Ouionezu connaît quelque chose à propos de la dualité, ayant changé le tissu de la J-pop au cours de la dernière décennie en tant que premier créateur Vocaloid de premier plan à passer d'un espace Internet au grand public. Il a amené l'imprévisibilité et la curiosité sonore de ce monde en ligne à un plus grand public et a contribué à ouvrir la voie à des artistes comme Ado et ses anciens Couverture ZikNation acte YOASOBI – parmi d'autres qui ont fait leurs débuts dans Vocaloid ou ont grandi avec Yonezu. Ces groupes sont également devenus des noms centraux de la musique japonaise des années 2020, une époque qui les a également vu se diriger plus loin dans le monde grâce à des liens avec des franchises médiatiques populaires et des escapades mondiales autonomes. Plus tôt en 2025, Yonezu a terminé sa première tournée mondiale, donnant des spectacles à guichets fermés en Asie, en Europe et en Amérique du Nord.

Yonezu est apprécié internationalement comme un maestro éclectique capable de passer du rock rugissant construit pour des franchises hyper-violentes aux ballades contemplatives telles que « Spinning Globe », utilisée dans le générique de fin du prétendu chant du cygne du réalisateur Hayao Miyazaki, Le garçon et le héron. Reflétant cet éventail de collaborations, il est le rare artiste, dans une époque fragmentée, à se connecter avec l'ensemble de la population démographique de son pays, au point qu'il est également l'auteur de l'une des plus grandes chansons pour enfants japonaises de ce siècle.

Kenshi Yonezu
Crédit Kenshi Yonezu : Sony Music Japon

« Jane Doe », ainsi que « Iris Out » et le dernier single « 1991 », écrits pour l'adaptation live-action du film de Makoto Shinkai. 5 centimètres par secondesoulignent encore l'étendue que Yonezu apporte à son travail. Ils montrent également à quel point le son de la J-pop moderne est devenu diversifié, à une époque où la production musicale du pays bénéficie d'une nouvelle attention.

« Je ne sais pas pourquoi, mais la musique japonaise semble véhiculer beaucoup plus d'informations que les chansons d'autres pays. Je ne dis pas que les chansons japonaises sont plus passionnées ou ont un paysage sonore plus riche. C'est simplement que beaucoup plus de sons sont utilisés », théorise Yonezu.

Son propre « Iris Out » en fournit un excellent exemple en action, le dernier exemple du créateur trouvant un nouvel angle sur ce que peut être une chanson pop, capturant l'atmosphère sonore du Japon de cette décennie dans toute son imprévisibilité. « Je suis conscient du fait que je crée de la musique avec une particularité typiquement japonaise.
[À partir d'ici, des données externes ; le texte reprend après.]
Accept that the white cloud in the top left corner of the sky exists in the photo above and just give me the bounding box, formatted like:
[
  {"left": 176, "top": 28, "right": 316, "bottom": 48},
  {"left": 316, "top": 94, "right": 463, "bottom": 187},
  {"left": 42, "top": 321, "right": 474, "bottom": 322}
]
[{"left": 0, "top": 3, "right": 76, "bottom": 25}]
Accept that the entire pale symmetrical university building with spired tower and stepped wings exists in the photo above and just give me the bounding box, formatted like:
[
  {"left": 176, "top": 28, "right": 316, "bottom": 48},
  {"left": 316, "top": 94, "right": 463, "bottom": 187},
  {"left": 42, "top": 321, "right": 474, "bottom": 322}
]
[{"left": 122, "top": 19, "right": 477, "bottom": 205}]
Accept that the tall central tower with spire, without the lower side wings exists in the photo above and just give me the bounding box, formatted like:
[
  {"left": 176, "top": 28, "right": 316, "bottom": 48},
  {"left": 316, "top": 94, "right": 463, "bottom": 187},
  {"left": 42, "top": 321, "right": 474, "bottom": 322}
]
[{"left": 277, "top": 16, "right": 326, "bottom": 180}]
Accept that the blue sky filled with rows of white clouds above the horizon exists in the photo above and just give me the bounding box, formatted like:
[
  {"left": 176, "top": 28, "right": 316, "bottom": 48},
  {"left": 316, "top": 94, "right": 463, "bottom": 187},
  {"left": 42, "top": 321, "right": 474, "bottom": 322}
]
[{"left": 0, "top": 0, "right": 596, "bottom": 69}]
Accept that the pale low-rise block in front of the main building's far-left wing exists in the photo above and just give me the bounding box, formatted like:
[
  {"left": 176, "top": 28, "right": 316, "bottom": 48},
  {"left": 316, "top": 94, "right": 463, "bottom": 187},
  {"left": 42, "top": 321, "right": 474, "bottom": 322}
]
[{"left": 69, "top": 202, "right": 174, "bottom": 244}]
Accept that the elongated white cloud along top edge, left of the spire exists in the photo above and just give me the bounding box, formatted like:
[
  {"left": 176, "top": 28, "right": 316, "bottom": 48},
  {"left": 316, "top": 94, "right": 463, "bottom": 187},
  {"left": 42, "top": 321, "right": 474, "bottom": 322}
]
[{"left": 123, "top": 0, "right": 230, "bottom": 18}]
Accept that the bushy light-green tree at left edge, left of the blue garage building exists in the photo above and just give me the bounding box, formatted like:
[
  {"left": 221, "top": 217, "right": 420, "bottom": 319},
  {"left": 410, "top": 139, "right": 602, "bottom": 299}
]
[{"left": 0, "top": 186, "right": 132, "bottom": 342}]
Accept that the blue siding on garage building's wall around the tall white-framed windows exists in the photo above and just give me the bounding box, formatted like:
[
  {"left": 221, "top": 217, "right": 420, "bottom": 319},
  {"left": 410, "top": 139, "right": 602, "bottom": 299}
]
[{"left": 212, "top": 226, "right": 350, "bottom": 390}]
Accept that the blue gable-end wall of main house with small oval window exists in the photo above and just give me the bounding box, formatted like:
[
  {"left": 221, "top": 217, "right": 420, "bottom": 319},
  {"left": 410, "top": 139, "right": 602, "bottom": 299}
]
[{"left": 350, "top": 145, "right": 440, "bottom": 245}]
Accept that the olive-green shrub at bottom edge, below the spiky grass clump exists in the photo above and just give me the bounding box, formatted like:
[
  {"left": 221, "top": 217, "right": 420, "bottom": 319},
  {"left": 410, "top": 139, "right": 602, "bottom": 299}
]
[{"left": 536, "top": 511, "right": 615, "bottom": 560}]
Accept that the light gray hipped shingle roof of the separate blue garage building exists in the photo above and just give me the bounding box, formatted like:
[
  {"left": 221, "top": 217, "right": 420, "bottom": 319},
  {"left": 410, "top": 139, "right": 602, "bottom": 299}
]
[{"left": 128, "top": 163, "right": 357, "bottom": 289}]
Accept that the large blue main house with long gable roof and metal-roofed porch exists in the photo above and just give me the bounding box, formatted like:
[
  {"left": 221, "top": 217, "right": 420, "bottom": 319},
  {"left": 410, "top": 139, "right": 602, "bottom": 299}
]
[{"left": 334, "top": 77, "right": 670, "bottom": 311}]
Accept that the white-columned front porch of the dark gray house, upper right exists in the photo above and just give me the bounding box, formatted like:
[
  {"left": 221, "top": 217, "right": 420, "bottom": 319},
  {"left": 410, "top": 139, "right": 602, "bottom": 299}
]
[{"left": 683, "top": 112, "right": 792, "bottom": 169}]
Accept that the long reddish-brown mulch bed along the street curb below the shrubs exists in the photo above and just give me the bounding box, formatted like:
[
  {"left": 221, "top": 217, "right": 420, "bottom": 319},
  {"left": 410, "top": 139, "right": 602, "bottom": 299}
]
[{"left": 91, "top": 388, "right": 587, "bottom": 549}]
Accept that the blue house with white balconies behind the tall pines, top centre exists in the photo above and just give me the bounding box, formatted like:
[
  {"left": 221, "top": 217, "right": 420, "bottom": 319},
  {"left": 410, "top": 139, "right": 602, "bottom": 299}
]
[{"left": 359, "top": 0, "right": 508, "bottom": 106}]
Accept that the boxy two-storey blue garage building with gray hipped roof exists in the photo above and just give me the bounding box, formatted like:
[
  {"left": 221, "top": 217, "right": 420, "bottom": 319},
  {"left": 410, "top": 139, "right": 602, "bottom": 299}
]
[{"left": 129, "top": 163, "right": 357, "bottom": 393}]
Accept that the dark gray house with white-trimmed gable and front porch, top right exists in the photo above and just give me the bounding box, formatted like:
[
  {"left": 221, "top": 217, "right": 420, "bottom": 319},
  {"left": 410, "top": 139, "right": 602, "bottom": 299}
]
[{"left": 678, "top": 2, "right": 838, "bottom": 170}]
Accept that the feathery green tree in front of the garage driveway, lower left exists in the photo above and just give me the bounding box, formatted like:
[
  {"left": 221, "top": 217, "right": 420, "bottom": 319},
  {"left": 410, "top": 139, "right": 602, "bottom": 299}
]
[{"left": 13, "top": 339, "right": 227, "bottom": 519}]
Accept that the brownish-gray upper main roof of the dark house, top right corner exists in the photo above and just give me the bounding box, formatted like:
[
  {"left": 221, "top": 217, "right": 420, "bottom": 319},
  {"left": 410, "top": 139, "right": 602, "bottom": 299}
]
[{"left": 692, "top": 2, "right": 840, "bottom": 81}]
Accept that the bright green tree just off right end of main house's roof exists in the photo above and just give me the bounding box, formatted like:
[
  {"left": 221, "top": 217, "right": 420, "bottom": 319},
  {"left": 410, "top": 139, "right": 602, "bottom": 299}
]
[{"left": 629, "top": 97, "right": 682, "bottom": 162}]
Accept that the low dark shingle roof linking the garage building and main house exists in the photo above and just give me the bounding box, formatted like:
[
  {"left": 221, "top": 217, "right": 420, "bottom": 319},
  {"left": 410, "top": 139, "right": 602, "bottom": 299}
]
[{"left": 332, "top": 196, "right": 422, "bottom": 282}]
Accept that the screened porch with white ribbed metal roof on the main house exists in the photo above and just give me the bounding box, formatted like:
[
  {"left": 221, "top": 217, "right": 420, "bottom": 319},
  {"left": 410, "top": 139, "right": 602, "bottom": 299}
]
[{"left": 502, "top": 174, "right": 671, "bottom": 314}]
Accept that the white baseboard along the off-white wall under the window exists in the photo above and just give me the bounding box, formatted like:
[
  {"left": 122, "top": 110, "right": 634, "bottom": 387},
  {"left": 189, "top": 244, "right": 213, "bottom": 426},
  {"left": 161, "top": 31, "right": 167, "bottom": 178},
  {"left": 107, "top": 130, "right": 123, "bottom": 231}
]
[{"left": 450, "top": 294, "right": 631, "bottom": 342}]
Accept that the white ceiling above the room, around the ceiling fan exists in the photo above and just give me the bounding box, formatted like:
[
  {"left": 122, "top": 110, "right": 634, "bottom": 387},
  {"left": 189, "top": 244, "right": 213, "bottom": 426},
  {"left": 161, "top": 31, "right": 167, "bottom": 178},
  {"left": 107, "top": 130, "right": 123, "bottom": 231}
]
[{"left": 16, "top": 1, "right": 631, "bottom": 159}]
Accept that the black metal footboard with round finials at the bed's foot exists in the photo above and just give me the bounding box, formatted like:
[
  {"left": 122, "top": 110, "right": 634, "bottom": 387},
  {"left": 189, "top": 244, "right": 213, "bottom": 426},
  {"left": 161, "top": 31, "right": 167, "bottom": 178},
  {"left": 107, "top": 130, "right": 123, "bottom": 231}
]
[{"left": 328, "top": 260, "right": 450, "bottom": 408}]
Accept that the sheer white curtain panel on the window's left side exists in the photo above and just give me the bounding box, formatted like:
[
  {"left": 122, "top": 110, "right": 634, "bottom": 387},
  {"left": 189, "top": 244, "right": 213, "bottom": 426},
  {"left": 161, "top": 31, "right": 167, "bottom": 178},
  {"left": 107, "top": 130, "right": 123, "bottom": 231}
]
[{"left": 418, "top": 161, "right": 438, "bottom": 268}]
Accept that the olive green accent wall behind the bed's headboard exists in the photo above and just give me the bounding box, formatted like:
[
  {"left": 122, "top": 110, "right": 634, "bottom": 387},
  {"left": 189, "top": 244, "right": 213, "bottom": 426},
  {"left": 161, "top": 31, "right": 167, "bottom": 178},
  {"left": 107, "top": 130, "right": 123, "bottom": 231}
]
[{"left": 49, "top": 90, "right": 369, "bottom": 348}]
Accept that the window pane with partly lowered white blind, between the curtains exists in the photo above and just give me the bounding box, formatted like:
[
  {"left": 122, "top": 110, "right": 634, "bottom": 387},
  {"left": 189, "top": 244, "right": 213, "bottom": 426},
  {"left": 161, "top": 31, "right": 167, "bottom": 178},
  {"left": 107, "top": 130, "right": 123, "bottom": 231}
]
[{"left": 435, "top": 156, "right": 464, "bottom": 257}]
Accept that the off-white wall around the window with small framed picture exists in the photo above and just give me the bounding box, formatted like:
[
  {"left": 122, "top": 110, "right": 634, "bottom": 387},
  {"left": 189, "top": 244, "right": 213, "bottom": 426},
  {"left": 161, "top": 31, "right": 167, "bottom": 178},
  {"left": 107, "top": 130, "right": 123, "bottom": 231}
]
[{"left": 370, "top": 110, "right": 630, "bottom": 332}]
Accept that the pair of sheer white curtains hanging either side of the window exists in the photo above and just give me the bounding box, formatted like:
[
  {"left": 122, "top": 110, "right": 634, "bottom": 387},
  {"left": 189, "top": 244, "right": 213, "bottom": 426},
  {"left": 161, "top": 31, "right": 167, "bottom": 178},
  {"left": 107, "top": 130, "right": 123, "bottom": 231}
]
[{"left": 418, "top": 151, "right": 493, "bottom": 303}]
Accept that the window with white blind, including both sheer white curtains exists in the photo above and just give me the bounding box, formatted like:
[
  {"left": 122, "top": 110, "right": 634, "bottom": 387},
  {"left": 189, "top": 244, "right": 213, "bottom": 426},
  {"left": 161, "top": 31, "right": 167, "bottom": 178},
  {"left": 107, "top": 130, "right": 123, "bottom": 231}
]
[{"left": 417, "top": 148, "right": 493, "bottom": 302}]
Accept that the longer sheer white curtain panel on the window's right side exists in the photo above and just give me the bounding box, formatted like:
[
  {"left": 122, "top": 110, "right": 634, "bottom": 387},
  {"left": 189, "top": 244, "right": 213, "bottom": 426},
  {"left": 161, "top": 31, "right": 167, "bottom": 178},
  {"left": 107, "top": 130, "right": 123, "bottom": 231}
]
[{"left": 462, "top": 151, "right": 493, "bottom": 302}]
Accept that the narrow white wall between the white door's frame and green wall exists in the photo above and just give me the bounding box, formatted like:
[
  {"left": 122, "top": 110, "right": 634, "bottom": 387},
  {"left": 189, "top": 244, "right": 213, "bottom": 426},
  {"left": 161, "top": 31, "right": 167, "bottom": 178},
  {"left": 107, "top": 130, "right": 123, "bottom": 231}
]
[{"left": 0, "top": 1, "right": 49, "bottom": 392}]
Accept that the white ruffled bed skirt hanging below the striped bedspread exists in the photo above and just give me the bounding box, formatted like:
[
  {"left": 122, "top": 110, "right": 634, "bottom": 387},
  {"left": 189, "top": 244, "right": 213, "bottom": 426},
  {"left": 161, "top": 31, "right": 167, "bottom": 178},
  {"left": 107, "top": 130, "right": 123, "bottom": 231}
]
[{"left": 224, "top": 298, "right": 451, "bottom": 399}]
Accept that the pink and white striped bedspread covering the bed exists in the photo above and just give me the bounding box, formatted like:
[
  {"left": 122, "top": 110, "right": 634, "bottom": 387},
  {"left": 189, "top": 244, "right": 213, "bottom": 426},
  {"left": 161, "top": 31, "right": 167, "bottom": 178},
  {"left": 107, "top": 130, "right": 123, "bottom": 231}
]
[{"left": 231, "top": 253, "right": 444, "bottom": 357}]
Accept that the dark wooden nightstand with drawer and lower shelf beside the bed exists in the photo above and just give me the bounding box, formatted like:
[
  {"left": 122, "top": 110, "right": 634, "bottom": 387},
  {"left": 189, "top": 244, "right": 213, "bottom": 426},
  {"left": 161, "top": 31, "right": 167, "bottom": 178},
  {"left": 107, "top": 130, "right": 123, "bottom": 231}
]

C'est quelque chose dont je suis très fier », dit Yonezu. « Cependant, je n'ai généralement pas de sentiments particuliers sur la façon dont les gens devraient l'écouter. Que les gens le considèrent comme étrange ou s'ils y sont profondément en résonance, cela me convient. Je suis simplement heureux si cela suscite un intérêt sous quelque forme que ce soit. »

« 1991 » de Kenshi Yonezu est maintenant disponible via Sony Music

Véritable passionné de musique, Romain est un chroniqueur aguerri sur toute l'actualité musicale. Avec une oreille affûtée pour les tendances émergentes et un amour pour les mélodies captivantes, il explore l'univers des sons pour partager ses découvertes et ses analyses.